After an on-again, off-again romance on The Next Generation, Riker and Troi got married in the lukewarm 2002 movie Star Trek: Nemesis. And, unless you’re a hardcore nerd, that’s pretty much where their story ended, about 18 years ago. But, the weird thing about Star Trek: Picard, is that it’s basically picked up exactly two decades later for the characters, too. (Another actor on the show, Harry Treadaway, has compared this to the sci-fi version of Boyhood.) And so, for those of us who grew-up with Troi and Riker as quasi-adult role models, the fact they are now parents living in an idyllic cabin with about the coolest daughter in the universe, isn’t just heartwarming, it’s heartbreaking. Because they are parents, Riker and Troi decided to get out of the hustle and bustle of starship life, and find a nice house, away from the center of all the action, and raise their kid in safety.

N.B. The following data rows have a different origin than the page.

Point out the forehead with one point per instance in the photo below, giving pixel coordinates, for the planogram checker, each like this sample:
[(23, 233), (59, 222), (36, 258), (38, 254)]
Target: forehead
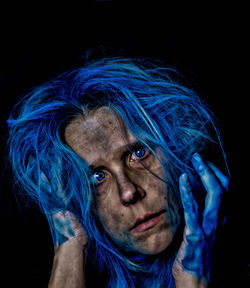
[(98, 136)]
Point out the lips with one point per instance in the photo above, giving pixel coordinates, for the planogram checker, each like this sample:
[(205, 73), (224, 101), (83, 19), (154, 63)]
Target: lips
[(147, 221)]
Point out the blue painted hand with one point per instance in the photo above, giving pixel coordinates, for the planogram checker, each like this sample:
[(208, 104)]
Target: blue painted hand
[(67, 228), (193, 262)]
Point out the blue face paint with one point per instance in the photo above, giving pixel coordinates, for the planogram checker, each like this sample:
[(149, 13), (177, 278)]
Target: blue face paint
[(155, 108)]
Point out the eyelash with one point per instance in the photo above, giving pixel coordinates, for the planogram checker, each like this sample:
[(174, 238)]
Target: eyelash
[(136, 149)]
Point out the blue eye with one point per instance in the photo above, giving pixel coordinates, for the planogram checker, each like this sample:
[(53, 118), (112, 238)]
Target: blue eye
[(139, 153), (99, 176)]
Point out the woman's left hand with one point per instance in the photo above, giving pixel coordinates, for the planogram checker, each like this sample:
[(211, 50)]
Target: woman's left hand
[(194, 260)]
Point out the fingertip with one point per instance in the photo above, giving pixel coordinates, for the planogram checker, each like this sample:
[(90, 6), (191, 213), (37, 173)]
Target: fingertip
[(184, 178)]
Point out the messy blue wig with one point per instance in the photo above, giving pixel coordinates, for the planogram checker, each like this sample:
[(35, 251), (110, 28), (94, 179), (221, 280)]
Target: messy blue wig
[(158, 110)]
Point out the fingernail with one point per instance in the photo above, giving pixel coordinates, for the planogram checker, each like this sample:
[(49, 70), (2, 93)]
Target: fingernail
[(184, 178), (197, 157), (197, 161)]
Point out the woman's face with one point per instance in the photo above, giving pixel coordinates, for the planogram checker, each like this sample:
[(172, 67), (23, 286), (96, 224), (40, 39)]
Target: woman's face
[(131, 199)]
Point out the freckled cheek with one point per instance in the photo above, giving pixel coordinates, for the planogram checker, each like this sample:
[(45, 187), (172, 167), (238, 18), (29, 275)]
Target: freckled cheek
[(112, 220)]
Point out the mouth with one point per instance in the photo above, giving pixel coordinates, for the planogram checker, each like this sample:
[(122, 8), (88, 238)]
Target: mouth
[(147, 221)]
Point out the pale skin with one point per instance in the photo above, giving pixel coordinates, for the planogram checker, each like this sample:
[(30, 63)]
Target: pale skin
[(126, 189)]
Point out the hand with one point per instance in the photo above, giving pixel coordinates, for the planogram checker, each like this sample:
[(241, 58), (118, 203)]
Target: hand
[(67, 228), (193, 262)]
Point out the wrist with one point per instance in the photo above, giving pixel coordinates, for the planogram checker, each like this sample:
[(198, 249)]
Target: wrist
[(70, 246)]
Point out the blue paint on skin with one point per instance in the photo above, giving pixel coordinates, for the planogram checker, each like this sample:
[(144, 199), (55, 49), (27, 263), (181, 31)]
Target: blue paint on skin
[(201, 236)]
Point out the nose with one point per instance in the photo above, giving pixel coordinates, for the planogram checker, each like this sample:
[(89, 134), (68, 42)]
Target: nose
[(129, 192)]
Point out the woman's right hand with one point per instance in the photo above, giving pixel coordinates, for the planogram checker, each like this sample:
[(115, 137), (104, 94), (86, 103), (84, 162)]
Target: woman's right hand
[(67, 228)]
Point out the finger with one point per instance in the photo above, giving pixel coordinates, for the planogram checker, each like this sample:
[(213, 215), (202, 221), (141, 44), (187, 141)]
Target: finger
[(220, 176), (190, 208), (214, 193)]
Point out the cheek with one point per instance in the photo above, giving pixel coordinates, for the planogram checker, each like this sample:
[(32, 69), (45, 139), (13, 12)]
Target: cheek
[(110, 216)]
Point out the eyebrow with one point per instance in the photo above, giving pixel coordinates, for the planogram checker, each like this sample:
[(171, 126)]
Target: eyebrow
[(129, 147)]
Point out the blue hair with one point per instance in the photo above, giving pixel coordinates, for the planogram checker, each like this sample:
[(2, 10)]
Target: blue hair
[(158, 110)]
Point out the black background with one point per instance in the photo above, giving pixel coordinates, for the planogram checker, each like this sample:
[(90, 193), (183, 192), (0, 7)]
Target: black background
[(207, 44)]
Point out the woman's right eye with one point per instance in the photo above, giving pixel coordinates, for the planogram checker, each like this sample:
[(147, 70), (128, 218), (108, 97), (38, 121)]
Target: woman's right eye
[(99, 176)]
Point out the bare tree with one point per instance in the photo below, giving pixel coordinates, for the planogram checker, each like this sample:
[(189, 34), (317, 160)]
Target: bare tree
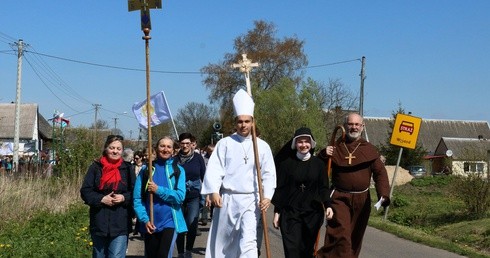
[(196, 118), (278, 58)]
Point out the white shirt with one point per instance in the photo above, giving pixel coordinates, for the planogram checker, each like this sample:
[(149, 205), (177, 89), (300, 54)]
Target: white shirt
[(231, 167)]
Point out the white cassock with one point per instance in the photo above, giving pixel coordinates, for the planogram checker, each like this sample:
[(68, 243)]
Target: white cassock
[(231, 172)]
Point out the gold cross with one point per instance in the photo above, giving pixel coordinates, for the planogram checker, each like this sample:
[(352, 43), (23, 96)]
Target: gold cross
[(302, 186), (350, 157)]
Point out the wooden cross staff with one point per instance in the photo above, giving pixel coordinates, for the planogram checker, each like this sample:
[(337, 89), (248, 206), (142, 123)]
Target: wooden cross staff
[(245, 67)]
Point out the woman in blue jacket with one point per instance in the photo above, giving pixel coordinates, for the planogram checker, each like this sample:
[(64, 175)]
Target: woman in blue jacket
[(168, 189)]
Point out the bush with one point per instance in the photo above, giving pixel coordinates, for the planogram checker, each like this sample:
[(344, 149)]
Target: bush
[(49, 235), (474, 191)]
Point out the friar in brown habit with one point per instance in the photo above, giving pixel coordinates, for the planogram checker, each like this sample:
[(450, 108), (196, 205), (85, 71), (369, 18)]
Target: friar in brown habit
[(354, 162)]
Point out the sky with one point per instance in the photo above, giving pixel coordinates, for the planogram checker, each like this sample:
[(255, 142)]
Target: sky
[(430, 57)]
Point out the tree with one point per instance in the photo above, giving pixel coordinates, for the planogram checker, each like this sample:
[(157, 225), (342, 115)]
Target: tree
[(99, 124), (283, 109), (278, 59), (198, 119), (391, 152)]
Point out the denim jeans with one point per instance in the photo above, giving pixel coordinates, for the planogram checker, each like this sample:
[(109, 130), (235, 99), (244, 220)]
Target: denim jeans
[(191, 213), (109, 247)]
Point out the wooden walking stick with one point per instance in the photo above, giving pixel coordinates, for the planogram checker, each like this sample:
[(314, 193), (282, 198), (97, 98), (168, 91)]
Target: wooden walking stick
[(246, 66), (329, 171)]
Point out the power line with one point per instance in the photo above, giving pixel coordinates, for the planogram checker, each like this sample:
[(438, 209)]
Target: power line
[(113, 66), (171, 72)]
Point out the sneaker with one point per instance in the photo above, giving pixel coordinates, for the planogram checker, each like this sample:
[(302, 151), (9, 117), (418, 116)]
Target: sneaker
[(204, 221)]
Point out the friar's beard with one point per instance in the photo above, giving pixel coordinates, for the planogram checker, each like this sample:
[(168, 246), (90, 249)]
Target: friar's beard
[(353, 135)]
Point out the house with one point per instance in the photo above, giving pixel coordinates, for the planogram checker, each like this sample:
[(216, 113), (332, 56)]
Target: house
[(35, 133), (466, 140), (462, 155)]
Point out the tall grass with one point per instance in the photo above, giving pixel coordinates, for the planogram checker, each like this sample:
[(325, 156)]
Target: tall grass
[(23, 197)]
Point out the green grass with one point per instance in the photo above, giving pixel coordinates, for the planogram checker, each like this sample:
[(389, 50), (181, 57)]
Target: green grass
[(48, 234), (426, 211)]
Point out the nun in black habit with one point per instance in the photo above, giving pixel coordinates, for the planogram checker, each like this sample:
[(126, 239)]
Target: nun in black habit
[(302, 197)]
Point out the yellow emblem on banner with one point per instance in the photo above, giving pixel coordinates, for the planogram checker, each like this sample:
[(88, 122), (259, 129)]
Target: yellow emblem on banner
[(405, 131)]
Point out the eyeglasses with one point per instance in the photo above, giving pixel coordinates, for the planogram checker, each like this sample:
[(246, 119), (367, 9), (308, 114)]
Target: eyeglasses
[(354, 125), (115, 137)]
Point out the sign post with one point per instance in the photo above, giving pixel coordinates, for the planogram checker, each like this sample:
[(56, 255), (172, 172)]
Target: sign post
[(405, 132), (144, 6)]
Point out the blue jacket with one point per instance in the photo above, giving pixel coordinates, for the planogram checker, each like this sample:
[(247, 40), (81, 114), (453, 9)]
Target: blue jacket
[(171, 196)]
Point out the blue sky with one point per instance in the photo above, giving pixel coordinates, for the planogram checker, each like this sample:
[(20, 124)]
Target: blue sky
[(430, 56)]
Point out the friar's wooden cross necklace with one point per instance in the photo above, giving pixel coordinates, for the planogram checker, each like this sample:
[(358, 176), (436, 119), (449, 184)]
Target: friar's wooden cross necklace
[(351, 154)]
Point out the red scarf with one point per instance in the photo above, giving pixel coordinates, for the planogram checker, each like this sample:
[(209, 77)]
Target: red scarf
[(110, 173)]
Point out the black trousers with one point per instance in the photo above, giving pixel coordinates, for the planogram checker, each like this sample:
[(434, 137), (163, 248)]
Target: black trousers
[(299, 232), (158, 244)]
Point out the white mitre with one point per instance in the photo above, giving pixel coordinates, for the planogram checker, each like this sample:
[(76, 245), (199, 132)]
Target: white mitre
[(243, 103)]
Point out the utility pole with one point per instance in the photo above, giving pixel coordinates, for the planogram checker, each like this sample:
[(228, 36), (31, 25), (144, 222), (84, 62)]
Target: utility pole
[(361, 96), (115, 122), (95, 123), (20, 46)]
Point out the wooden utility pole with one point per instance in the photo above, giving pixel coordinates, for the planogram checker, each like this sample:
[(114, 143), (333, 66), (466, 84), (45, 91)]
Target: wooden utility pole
[(15, 161)]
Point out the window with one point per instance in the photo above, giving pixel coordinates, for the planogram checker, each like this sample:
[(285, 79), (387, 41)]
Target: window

Well, kids plural, but not anymore. Part of the new backstory reveals that our once tough-as-phasers Starfleet commanders had two kids, but their older son, died because of a rare and incurable illness. They retired to this planet because it was thought to have healing properties, and even though the convalescence didn’t work for their older kid, they’re not taking any chances with their younger one, their daughter, Kestra. When Picard shows up to basically hide out from robot-hating aliens on an outer space jihad to kill Data’s long-lost-daughter, Deanna Troi is visibly a little shaken. “Stay as long as you like,” she says tepidly. “It’s just that if anything were to happen to Kestra…”

When Picard brings danger to the literal doorstep of the Troi-Riker household, on a surface level, it’s delightful for Trekkies pining for nostalgia. But for parents, it’s a mixed bag, and the writing from showrunner (and well-known thinker of dad-thoughts) Michael Chabon reflects this dichotomy. The happy home of the Troi-Rikers gives the audience both parental fears and parental fantasies simultaneously. As soon as Picard mentions shit could get real, Riker yells “Shields up!” But, the famous Star Trek shields aren’t around a spaceship anymore. They’re around a family home.

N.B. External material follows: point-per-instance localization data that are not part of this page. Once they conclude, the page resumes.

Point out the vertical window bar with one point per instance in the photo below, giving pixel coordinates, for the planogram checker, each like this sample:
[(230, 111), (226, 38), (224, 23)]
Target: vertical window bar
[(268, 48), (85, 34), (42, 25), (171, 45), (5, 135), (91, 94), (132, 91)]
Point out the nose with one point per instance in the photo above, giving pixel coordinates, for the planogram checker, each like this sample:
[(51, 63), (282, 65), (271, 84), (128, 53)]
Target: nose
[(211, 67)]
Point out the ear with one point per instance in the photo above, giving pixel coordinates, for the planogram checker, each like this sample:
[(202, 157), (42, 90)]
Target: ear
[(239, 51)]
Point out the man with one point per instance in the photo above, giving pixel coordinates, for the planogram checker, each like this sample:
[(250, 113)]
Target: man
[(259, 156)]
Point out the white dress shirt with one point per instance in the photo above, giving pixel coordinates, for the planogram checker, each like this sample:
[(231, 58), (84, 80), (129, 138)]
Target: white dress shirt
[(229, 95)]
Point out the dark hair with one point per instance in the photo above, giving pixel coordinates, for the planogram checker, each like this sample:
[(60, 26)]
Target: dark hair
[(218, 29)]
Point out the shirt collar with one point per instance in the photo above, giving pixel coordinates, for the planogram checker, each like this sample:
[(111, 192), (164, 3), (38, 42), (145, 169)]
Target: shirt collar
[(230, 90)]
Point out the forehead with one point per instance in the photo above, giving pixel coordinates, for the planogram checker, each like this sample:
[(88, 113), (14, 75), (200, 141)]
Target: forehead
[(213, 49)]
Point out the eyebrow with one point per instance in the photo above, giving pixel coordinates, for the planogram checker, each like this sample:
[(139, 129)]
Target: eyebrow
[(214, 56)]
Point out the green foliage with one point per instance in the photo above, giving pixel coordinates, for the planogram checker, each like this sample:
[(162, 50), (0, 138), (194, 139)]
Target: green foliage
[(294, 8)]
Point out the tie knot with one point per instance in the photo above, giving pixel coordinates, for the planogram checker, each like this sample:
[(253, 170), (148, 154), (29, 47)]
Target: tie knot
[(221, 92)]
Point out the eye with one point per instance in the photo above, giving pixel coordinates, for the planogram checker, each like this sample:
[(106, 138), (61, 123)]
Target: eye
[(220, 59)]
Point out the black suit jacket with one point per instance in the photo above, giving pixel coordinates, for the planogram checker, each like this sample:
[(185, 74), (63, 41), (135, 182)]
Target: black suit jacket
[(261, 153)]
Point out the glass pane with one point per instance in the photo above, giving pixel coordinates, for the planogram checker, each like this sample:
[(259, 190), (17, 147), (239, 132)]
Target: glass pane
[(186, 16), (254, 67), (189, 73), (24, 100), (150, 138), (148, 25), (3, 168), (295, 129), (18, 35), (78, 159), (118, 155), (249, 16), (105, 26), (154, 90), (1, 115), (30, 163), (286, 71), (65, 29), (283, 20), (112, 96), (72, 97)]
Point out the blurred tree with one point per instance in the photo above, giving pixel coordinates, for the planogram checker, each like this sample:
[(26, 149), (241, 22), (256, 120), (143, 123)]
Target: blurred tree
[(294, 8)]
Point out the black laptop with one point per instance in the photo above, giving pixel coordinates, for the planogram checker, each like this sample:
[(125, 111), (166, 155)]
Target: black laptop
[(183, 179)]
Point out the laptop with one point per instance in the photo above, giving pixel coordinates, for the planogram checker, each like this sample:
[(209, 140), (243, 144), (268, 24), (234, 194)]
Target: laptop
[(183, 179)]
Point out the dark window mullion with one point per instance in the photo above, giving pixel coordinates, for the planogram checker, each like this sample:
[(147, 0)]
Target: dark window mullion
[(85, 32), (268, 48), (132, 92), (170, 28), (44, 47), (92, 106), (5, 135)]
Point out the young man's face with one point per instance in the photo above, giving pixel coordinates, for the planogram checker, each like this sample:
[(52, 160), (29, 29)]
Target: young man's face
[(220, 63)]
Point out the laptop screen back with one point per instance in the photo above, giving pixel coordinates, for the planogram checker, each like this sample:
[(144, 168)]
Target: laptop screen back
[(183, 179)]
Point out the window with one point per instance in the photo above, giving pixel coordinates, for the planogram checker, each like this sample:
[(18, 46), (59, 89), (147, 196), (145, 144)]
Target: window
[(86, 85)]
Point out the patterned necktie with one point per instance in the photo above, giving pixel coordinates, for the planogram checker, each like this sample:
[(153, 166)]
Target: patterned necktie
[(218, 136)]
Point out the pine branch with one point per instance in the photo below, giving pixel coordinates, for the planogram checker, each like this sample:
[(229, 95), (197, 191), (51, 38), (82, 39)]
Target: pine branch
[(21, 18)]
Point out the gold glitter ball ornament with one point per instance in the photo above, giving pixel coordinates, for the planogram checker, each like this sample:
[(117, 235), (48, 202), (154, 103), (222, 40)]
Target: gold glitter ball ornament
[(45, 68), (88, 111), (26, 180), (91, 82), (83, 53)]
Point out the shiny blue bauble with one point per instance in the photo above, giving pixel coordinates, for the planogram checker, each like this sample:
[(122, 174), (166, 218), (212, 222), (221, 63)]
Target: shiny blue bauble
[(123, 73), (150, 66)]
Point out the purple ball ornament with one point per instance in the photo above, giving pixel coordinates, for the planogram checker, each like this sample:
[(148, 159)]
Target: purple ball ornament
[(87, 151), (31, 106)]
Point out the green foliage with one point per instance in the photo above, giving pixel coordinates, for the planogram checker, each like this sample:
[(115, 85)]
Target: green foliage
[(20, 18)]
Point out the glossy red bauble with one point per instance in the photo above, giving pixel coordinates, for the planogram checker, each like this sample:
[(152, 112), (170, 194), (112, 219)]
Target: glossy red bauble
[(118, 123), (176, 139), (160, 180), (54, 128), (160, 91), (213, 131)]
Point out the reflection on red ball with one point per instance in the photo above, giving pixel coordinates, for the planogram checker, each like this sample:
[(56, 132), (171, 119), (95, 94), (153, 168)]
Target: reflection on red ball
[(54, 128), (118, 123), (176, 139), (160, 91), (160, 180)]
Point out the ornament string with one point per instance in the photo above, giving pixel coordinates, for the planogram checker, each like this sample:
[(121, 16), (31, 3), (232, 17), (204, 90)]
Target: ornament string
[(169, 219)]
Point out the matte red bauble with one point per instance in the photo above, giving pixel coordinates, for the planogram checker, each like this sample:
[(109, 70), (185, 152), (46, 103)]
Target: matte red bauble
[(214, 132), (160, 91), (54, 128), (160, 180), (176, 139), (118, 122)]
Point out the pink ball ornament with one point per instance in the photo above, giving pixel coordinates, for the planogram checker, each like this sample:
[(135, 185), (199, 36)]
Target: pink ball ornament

Star Trek is no stranger to giving audiences sci-fi allegories to talk about real-world issues, but for parents afraid of the dangerous world for their children, this is the smartest Trek narrative trick yet. I bought a house in suburban Maine last year after living for a decade and a half in New York City. Like the Troi-Rikers, my wife and I wanted to settle down closer to nature and a slightly slower-paced life. Some of this is because parents carry fear with them in a way that we don’t before we become parents. “Oh Jean-Luc,” Deanna Troi says, between tears. “I’m afraid I’m not as brave as I used to be.” Picard correctly tells her that’s because “you’re getting wiser.”

Credit: CBS

This is the kind of stuff sci-fi heroes generally don’t have to grapple with in these kinds of stories. Other space parents (like Han Solo and Princess Leia) raise their evil kid offscreen. And unlike Tony Stark, when danger comes knocking on their door, Riker and Troi do not leave to join the fight. They stay home with their kid. As they should. These are two people who literally used to fight Romulans with their bare hands, and crash land starships onto rocky planets, are now, like so many of us, trying to carve out a small part of the universe that is safe for a child. Their life is quieter than it was in their twenties and early thirties, but they’re more worried than they ever were out in the depths of space on the starship Enterprise.

As a child, one way Star Trek influenced my world view, is that, for the most part, it presented adults adulting. I never questioned that being an adult was something good. But now that Star Trek has revisited Riker and Troi, and shown them as cautious and loving parents, I realize that I had no idea what it was like to be an adult who was also a parent. And, Troi is right. I’m not as brave as I used to be, and maybe that’s okay. Like these two, I guess I’ll slowly, become an inaction figure.

That said, I still want Riker’s freaking awesome shields for my house. Don’t we all?

Star Trek: Picard airs on Thursdays on CBS All-Access.